For many of us working in private law, we have seen scant evidence of there being any such presumption and instead have witnessed fathers having to advocate strongly to get any time at all with their children.
In practice, professionals will need to guard carefully against a drift toward:
- over-correcting by limiting or suspending father–child relationships in cases where evidence does not support risk
- inadvertently blurring the line between justified protective action and situations of conflict-driven rejection or parental alienation
- assuming that allegations alone negate the need to consider safe forms of ongoing involvement
Without clear guidance, there is potential for more fathers – safe, loving parents – finding themselves unnecessarily distanced from their children, increasing both their mental health risk and long-term harm to the child and to the parent child bond.
Potential for stronger, more evidence-based assessments (trying to find a positive in all this!)
There is also a constructive way to view this shift.
The removal of the presumption could encourage:
- more nuanced, evidence-driven assessments of each family’s needs
- reduced reliance on formulaic patterns of contact
- a clearer focus on the quality of parenting and the child’s lived experience
- more space for the voice of the child, particularly through child-inclusive processes
If implemented carefully, this could elevate the work of organisations like ours, Child and Family Solutions, where balanced assessment, risk evaluation and child-centred planning are already core practice.

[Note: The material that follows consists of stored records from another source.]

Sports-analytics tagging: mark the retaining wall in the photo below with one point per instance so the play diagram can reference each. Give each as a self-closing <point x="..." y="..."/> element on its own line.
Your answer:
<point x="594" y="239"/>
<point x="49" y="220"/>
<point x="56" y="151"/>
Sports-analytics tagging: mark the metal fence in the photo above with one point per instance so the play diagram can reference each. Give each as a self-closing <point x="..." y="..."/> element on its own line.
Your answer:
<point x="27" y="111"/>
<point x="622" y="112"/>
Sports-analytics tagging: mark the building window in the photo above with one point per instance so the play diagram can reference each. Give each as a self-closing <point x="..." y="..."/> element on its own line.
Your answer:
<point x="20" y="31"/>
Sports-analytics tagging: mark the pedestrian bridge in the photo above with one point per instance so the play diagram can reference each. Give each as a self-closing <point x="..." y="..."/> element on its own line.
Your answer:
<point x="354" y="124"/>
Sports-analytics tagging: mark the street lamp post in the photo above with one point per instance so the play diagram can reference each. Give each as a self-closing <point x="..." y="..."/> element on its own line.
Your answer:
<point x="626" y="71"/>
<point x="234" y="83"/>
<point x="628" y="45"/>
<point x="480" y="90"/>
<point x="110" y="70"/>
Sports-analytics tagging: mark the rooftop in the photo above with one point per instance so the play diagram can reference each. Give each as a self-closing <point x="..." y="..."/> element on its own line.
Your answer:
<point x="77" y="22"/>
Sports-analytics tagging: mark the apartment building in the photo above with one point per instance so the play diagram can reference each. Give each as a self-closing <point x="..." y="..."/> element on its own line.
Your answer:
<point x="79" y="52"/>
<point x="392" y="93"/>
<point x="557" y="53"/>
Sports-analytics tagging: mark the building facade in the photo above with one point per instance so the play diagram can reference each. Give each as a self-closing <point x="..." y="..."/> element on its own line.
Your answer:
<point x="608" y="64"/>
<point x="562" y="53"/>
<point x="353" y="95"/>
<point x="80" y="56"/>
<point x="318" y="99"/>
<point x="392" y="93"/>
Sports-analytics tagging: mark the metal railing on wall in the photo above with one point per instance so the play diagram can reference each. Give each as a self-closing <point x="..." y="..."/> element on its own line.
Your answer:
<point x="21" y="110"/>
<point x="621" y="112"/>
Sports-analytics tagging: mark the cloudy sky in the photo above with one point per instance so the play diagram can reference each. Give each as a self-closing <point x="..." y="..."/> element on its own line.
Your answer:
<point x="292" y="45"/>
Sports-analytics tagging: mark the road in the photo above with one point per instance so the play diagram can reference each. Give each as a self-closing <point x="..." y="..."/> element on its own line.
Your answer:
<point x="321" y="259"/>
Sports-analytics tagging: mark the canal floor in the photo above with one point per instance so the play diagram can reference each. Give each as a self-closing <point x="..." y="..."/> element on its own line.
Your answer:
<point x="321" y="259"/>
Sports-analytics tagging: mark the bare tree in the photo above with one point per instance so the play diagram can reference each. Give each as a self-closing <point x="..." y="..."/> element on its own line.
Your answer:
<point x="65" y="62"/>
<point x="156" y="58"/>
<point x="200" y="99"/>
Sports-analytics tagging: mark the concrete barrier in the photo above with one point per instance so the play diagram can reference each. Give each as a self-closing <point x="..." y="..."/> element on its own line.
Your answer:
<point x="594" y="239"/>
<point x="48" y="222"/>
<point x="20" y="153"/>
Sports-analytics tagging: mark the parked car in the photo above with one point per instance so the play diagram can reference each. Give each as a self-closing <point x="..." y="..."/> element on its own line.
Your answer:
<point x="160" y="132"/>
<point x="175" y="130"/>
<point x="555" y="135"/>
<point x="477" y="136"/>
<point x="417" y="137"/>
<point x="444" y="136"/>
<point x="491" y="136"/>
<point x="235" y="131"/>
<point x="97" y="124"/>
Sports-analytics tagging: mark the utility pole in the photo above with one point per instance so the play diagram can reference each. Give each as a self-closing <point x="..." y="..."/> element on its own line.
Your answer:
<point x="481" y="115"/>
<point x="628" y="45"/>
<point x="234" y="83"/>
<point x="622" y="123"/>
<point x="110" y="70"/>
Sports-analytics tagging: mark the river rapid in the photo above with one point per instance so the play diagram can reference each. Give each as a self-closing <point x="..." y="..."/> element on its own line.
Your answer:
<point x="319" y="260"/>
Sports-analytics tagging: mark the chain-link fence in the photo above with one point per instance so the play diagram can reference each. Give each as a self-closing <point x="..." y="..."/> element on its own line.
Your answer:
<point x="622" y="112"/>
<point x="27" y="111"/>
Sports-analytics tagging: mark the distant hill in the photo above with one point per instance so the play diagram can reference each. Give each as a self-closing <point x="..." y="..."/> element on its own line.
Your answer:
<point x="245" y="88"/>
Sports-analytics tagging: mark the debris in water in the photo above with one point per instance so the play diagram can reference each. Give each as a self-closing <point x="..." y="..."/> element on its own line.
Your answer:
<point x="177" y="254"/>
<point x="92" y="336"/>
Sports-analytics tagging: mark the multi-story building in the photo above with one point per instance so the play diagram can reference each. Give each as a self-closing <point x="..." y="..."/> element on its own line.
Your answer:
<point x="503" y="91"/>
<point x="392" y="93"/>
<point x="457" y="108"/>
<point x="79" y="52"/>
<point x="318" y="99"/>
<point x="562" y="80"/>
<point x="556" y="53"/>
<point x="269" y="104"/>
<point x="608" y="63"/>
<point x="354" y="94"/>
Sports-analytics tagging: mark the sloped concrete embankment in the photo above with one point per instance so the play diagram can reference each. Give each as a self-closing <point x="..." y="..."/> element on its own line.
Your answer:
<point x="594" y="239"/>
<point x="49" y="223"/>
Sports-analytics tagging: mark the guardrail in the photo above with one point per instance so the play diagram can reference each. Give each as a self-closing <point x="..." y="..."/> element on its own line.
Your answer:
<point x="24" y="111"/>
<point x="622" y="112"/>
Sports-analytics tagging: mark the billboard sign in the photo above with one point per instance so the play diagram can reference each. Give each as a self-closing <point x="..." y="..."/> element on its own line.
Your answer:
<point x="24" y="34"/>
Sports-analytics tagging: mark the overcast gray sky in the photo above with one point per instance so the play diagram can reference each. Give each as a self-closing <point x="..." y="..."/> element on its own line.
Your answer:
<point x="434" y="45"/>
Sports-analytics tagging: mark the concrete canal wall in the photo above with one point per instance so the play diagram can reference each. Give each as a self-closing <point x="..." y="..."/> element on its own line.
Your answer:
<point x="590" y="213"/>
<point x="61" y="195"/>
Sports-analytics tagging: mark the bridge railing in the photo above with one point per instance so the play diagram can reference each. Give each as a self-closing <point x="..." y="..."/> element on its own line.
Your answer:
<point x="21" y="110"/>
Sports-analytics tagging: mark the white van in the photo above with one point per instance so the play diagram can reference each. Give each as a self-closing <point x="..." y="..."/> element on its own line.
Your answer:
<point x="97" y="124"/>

The biggest risk: widening the gap between fathers and their children
The greatest concern – supported by decades of social research – is that deepening or prolonging paternal absence is associated with:
- poorer outcomes for children
- worse mental health and social isolation for fathers
- increased risk of suicide in separated men
If the removal of the presumption leads, even inadvertently, to greater numbers of fathers losing contact, longer periods of suspended or minimal contact, or higher barriers to reunification, the impact on male mental health could be substantial.